In truth, that £500 a year is merely chicken feed, a token payment, it barely covers the wage demands of the people delivering, administering, registering and running the course they have enrolled on yet alone the amount of material used every year. One course alone, popular amongst private training providers’, costs £200 just to simply register the student with the awarding body. When you actually break down what you get for your money, you realise it is extremely good value for money.

So what do you expect for your money and how much does a quality education actually really cost? Well, when paying the sort of fees that colleges are charging for a course you should put your expectations somewhere amongst the cheap package holiday to Majorca level. You’ll ultimately get your qualification from the course but you need to put in a lot yourself to meet the required level of competence. If you get an excellent tutor, then you can compare this to getting additional legroom on a cheap flight, or an upgraded hotel room for free on arrival in Majorca. When paying some of the rather more exorbitant fees of private training providers, then you can start to expect the level of service that comes from a premium package, akin to that of the two weeks in the Maldives. You have a much greater right to expect a better service when spending £4500 on a course at a private provider compared to £500 at a college.

The real conclusion

Next time you complain that your lecturer didn’t quite get a particular point across, has a strict and disciplinarian approach to class management, wasn’t quite on the ball during today’s lesson or got something wrong in class, remember your expectations and manage them accordingly. The next time you get a survey to complete about your experience on a course, think before filling it out, don’t whinge and complain like so many of us in today’s society seem to want to do today. There are many students who do act and respond in an intelligent way, they may well have important concerns and as long as they approach it in the right way, we as tutors, course managers and department managers will listen and try to act accordingly. We only have the interests of the students at the end of the day.

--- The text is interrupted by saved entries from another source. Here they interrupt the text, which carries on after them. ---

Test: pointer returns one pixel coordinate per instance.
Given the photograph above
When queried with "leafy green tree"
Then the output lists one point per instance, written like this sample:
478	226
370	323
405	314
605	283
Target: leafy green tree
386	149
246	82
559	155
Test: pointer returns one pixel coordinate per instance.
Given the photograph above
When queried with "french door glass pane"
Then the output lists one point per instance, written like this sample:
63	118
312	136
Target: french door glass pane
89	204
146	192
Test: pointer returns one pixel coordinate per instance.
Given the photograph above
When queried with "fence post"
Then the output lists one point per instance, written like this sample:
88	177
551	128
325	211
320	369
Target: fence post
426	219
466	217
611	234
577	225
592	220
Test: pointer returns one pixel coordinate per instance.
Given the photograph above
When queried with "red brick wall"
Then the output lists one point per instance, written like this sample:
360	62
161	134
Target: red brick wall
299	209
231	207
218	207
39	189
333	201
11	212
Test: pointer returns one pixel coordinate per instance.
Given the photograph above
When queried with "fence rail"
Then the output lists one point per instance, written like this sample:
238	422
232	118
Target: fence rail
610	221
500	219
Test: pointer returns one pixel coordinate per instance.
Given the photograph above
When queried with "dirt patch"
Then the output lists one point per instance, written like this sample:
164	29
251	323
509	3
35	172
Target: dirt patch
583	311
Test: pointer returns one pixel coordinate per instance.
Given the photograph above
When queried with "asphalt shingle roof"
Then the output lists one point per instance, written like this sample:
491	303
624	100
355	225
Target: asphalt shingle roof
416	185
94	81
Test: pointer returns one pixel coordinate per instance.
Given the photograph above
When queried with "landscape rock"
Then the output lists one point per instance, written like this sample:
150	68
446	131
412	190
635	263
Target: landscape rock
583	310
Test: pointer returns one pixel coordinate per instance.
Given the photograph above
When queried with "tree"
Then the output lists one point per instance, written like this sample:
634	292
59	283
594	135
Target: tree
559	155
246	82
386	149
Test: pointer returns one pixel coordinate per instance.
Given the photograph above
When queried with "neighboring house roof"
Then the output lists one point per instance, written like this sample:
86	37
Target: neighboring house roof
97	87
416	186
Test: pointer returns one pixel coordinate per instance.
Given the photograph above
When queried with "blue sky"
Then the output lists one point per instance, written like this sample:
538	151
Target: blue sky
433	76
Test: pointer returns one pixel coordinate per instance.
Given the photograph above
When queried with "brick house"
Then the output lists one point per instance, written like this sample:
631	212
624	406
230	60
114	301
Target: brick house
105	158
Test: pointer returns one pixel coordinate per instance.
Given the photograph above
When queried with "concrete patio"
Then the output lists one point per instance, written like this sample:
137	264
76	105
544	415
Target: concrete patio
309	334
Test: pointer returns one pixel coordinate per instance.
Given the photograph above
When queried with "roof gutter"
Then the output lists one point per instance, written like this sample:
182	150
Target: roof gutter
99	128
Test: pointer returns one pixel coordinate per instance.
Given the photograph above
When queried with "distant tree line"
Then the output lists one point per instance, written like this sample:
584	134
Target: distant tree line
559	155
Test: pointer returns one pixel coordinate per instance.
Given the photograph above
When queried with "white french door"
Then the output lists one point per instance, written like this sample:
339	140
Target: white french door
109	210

An electrician willing to enter the teaching game is very hard to find, an experienced electrical lecturer is extremely difficult to persuade to work for you and an experienced and excellent electrical lecturer with a good reputation comes about as often as Halley’s Comet. If out of three lecturers over three years you have one average one, one good one and one excellent one, you are doing extremely well in the scheme of things. If you continue to complain about the trivialities then remember one thing, we may be teaching at the moment, but we are all really just humble electricians under that shirt, tie and name badge, we’ll simply get fed up and go back on the tools, leaving the chancers, the retirees and the downright crap lecturers behind to train the next generation of electricians. Then believe me, you will really have something to complain about.